When CSV2file detects a togglefield being used, it does NOT simply replace the variablename with the value of the toggle (which is either a 1 or a 0). Rather, it tests the value of the toggle, and substitutes prespecified text depending on whether the value is a 1 or a 0. If no substitution text is supplied, the toggle is ignored entirely. Substitution is detailed below.

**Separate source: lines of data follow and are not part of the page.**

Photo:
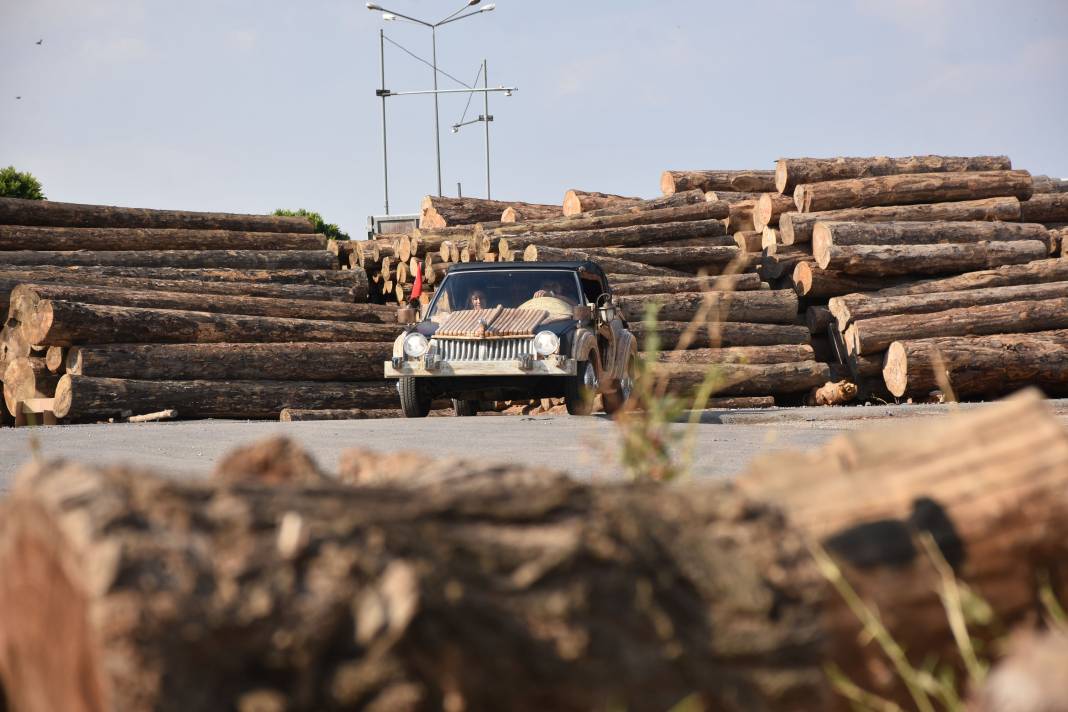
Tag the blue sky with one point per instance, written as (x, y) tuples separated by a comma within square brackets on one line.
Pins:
[(251, 105)]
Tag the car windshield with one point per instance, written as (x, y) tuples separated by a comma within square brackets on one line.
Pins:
[(555, 291)]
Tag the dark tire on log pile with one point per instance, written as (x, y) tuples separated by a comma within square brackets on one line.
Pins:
[(754, 182), (83, 397), (22, 237), (245, 362), (577, 202), (792, 172), (795, 227), (17, 211), (984, 366), (893, 259), (66, 323), (760, 306), (912, 188)]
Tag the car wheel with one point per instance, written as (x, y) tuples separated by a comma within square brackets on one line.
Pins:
[(622, 390), (580, 390), (465, 408), (414, 399)]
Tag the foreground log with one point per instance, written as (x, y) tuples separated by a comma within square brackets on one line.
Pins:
[(82, 397), (798, 226), (757, 182), (294, 309), (220, 362), (17, 211), (763, 306), (581, 201), (876, 334), (979, 366), (792, 172), (912, 188), (899, 259), (67, 323)]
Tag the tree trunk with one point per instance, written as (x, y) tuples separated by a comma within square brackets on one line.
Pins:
[(634, 236), (294, 309), (894, 259), (911, 188), (747, 379), (722, 334), (437, 211), (1045, 207), (743, 282), (756, 182), (581, 201), (222, 362), (769, 207), (854, 307), (794, 172), (68, 323), (82, 397), (763, 306), (1018, 317), (979, 366), (796, 227), (17, 211), (756, 354)]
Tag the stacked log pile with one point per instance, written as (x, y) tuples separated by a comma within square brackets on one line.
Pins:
[(120, 312)]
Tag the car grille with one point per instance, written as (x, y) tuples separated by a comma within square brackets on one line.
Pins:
[(488, 349)]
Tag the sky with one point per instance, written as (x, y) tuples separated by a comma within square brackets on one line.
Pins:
[(246, 106)]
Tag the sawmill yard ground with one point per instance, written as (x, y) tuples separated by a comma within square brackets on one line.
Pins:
[(583, 446)]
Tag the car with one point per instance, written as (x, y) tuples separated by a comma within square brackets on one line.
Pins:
[(509, 331)]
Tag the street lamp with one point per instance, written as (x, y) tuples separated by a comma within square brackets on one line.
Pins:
[(392, 15)]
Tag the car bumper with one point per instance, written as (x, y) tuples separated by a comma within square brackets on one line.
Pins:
[(554, 365)]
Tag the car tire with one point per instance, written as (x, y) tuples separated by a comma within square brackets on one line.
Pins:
[(465, 408), (578, 394), (414, 399)]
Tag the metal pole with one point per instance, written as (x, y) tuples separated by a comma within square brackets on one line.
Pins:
[(437, 129), (485, 77), (386, 160)]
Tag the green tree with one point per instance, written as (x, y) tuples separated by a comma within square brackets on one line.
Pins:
[(17, 184), (328, 228)]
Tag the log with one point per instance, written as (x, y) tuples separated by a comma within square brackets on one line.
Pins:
[(294, 309), (763, 306), (852, 307), (1045, 207), (221, 362), (979, 366), (760, 354), (100, 239), (25, 378), (747, 379), (769, 207), (633, 236), (17, 211), (796, 227), (529, 211), (83, 397), (911, 188), (721, 334), (1018, 317), (68, 323), (743, 282), (581, 201), (758, 182), (439, 211), (792, 172), (898, 259)]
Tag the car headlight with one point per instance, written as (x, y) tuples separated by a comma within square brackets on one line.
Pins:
[(414, 345), (546, 343)]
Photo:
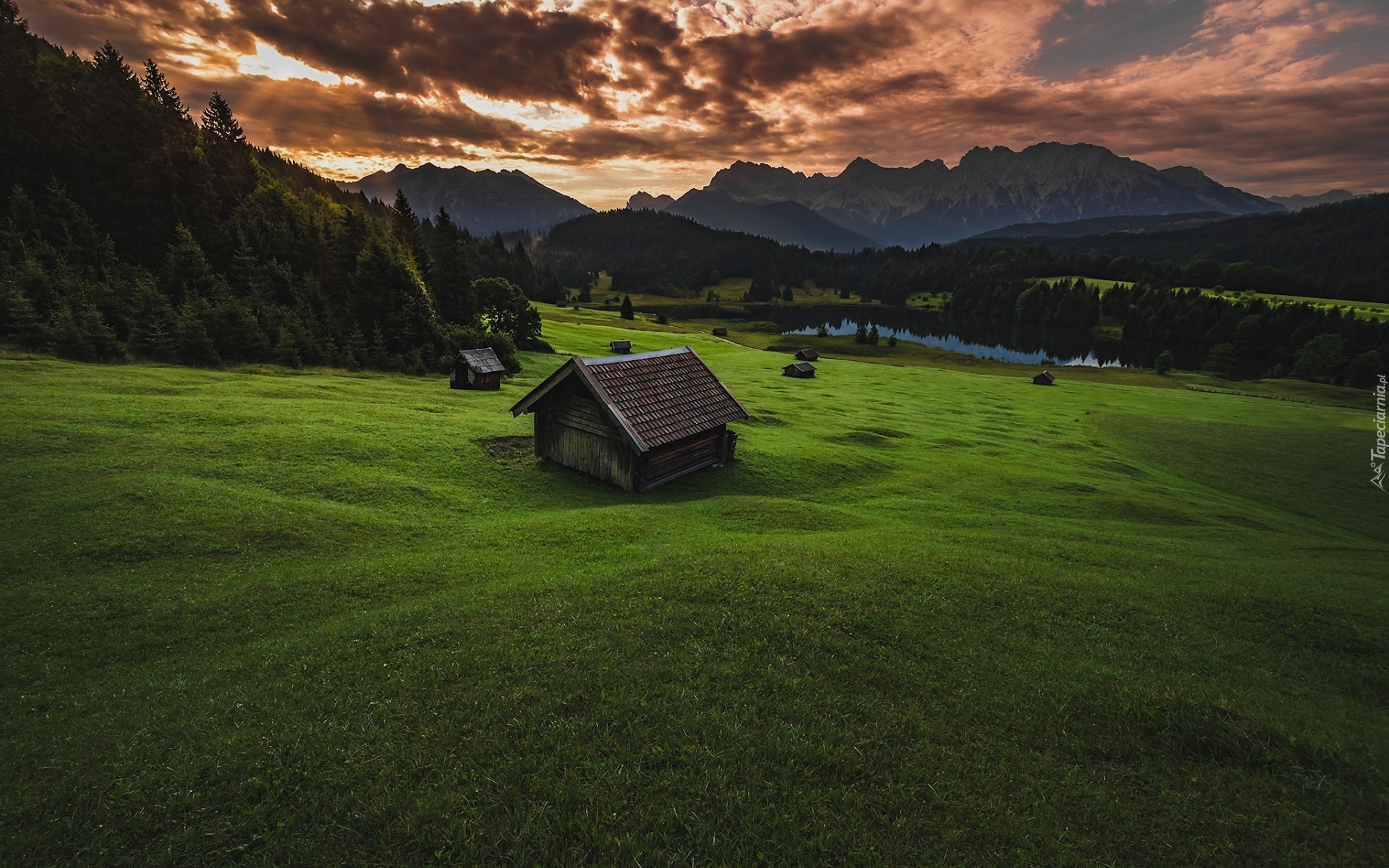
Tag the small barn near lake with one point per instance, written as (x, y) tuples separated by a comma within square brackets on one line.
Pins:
[(477, 370), (637, 421)]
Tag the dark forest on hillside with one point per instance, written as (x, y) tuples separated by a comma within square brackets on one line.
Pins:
[(131, 229), (1338, 250)]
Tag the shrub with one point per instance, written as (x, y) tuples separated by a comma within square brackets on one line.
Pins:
[(1164, 363)]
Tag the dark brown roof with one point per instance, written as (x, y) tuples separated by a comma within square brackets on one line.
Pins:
[(483, 362), (656, 398)]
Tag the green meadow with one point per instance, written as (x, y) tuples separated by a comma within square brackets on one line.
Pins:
[(928, 617)]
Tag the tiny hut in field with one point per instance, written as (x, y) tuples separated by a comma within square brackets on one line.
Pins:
[(477, 370), (637, 421)]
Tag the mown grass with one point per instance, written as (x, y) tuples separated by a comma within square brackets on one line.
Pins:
[(927, 617), (1363, 310)]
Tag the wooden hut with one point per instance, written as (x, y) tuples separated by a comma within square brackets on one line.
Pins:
[(637, 421), (477, 370)]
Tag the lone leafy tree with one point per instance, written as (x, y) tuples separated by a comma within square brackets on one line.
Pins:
[(1322, 357)]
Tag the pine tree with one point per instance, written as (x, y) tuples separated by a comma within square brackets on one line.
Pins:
[(192, 345), (404, 229), (158, 89), (220, 124), (18, 320), (286, 352)]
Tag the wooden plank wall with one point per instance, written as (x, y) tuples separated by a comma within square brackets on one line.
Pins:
[(684, 457), (573, 431)]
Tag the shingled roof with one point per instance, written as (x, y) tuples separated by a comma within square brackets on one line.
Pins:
[(656, 398), (483, 362)]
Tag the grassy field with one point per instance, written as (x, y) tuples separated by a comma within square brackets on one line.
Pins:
[(928, 617), (1364, 310)]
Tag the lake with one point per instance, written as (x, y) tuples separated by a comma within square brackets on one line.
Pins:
[(1016, 342)]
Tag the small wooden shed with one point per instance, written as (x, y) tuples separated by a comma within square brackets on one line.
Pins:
[(637, 421), (477, 370)]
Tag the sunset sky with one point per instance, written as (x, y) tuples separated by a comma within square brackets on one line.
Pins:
[(599, 99)]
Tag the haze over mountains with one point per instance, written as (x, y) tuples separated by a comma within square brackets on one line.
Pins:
[(484, 202), (866, 205), (990, 188)]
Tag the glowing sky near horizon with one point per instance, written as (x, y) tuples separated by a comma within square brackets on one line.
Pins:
[(602, 98)]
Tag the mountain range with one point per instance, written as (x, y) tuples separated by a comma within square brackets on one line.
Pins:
[(483, 202), (990, 188)]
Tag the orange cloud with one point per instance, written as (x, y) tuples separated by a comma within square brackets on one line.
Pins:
[(1271, 95)]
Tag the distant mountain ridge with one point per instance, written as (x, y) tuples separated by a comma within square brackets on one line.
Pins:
[(1100, 226), (484, 202), (1298, 203), (990, 188)]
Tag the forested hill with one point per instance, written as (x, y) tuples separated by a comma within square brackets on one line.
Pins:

[5] Note: Up to 200 substitute commands may be supplied in a single module. These commands essentially replace a variable in the template with data supplied in the INI file, instead of the CSV. The first parameter on the substitute= line is the name of the variable to replace. This variable must be listed in either datadesc or toggletitles (ie. the data to replace must be in the CSV). The second parameter is the text to replace the variable with. If the variablename is found in toggletitles, the second parameter is only inserted if the value of the variable (as defined by the togglefield coming out of the CSV for this particular row of CSV data) is 1. Otherwise, the third parameter is inserted instead (ie. when the value of the toggle in the CSV is 0). If the variable is not a toggle (ie. it was not found in toggletitles), the third parameter, if supplied, is ignored.

[6] Note: The nameby line selects which column of CSV data is used as the filename for each file generated. If nameby is left blank, a randomly-generated filename is used.

[7] Note: The indexwith line denotes which togglecolumns, if any, are indexed alongside each index entry. This feature is used to create an index comprised of a table of the CSV data. For example, if the source CSV contains a product name and a togglefield, the product name can be used as the index entry (defined with indexby); next to each name can be the fields you specify in indexwith. If the value of the specified togglecolumn(s) is false, the text supplied in the indexfalse line is inserted into the index. If the value is true, the text supplied in the indextrue is inserted instead. The togglefields are output in the order specified by the indexwith setting.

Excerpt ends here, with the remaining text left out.